In 2014 werd het wijkplatform benaderd door Eneco met de mededeling dat ze plannen hadden om windturbines te bouwen aan de noordkant van het Noordzeekanaal tegenover Tata Steel. We vroegen ons gelijk af wat de eventuele impact voor IJmuiden-Noord zou zijn.
Onze eerste gedacht ging in de richting van mogelijk geluidsoverlast. Voor slagschaduwen waren we niet bang, omdat de turbines van de zon af geplaatst zouden worden. Voor het geluid waren we ook niet heel erg bang. Ze zouden redelijk ver van onze wijk geplaatst worden (minimaal 600 m) en het geluid zou waarschijnlijk weg vallen tegen het achtergrondlawaai van Tata en het verkeer op de Kanaaldijk. Maar we realiseerden ons ook dat de turbines wel eens invloed zouden kunnen hebben op de uitstoot van de schoorstenen van Tata. Die gedacht werd versterk door de volgende foto van windturbines op zee.

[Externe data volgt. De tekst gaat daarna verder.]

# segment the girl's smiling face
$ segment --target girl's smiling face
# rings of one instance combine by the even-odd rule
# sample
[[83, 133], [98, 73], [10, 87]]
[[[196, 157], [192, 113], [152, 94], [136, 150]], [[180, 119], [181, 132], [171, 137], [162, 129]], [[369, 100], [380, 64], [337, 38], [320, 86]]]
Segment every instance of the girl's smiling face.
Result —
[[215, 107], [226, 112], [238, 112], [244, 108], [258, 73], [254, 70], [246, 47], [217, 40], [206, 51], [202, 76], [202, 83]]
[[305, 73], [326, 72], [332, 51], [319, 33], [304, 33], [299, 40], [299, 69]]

Dit geeft echter een bedrieglijk beeld. De verklaring voor dit fenomeen is als volgt. Als de relatieve vochtigheid in de lucht heel hoog is, zorgt de beweging van de wieken van de windturbines er voor dat de lucht condenseert. Ze maken als het ware wolken. Die drijven vervolgens met de wind mee en kunnen dus heel ver komen. Dit is ongeveer vergelijkbaar met de vliegtuigstrepen in de lucht. Het fenomeen op de foto is dus geen maatstaf voor wat de windturbines met de uitstoot van schoorstenen doen. Als we dat wilden weten moest er een onderzoek komen.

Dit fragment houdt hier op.